Auch von der Line 6 können sich die Sander Bürger verabschieden: Sie beginnt erst an der Haltestelle Mühlenteichstraße in Elsen. Dafür startet dann ab der Karl-Korthaus-Straße die „verlängerte“ Linie 8. Somit kann man über Schloß Neuhaus immer noch "direkt" in die Innenstadt fahren. Es dauert eben "nur" 45 Minuten. Aber auch dafür hat das Konzept eine Lösung: Umsteigen! An der Mühlenteichstraße fährt ja wieder die Linie 6. "Diese neue Möglichkeit wird besonders alle Menschen freuen, die mit Kinderwagen oder Krückstock unterwegs sind oder anderweitig in ihrer Bewegungsfähigkeit eingeschränkt sind", meint Neumann.
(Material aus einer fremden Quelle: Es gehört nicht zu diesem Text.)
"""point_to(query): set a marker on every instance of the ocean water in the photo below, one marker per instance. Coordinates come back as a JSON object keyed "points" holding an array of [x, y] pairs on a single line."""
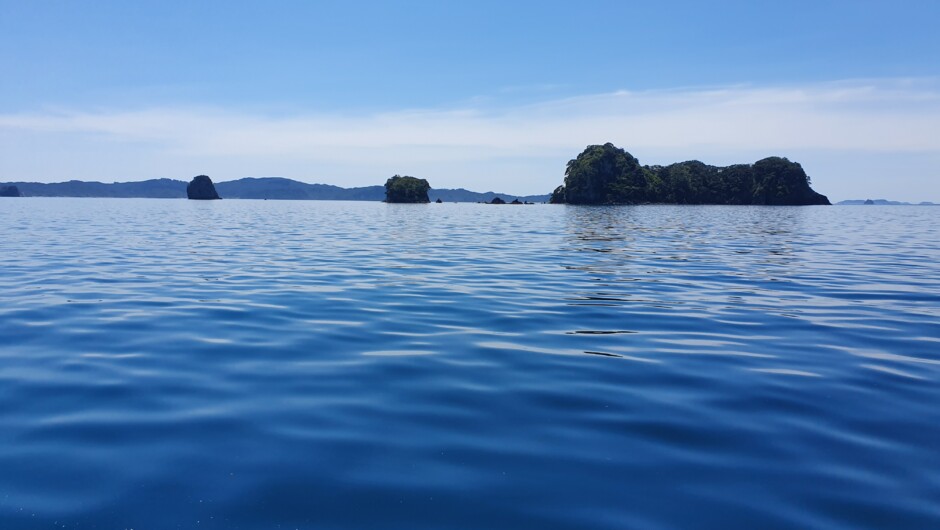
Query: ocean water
{"points": [[320, 365]]}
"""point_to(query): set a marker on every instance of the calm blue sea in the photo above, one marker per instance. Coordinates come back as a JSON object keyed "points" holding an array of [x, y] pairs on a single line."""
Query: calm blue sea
{"points": [[322, 365]]}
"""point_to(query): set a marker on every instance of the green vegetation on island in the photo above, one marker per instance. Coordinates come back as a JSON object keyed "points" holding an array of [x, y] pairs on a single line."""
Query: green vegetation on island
{"points": [[606, 174], [406, 189], [202, 189]]}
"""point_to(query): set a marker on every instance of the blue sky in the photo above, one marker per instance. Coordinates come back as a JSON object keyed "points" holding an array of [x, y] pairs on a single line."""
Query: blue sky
{"points": [[483, 95]]}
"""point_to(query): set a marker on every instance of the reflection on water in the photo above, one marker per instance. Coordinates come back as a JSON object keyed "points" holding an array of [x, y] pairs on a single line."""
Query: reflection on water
{"points": [[255, 364]]}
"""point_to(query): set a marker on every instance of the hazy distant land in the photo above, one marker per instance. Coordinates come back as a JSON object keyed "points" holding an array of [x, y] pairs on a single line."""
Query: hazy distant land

Einen kleinen "Trost" gibt es immerhin: Die Linie 68 bleibt den Sandern erhalten. Sie wird allerdings über die Erzberger Straße geführt, um das neue Baugebiet Alanbrook Kaserne besser anzubinden.
"Insgesamt bedeutet das neue Nahverkehrskonzept für Sande eher einen Rückschritt", resümiert Günter Neumann, "was zählt ist wohl nur das große Ganze - Schade für Sande."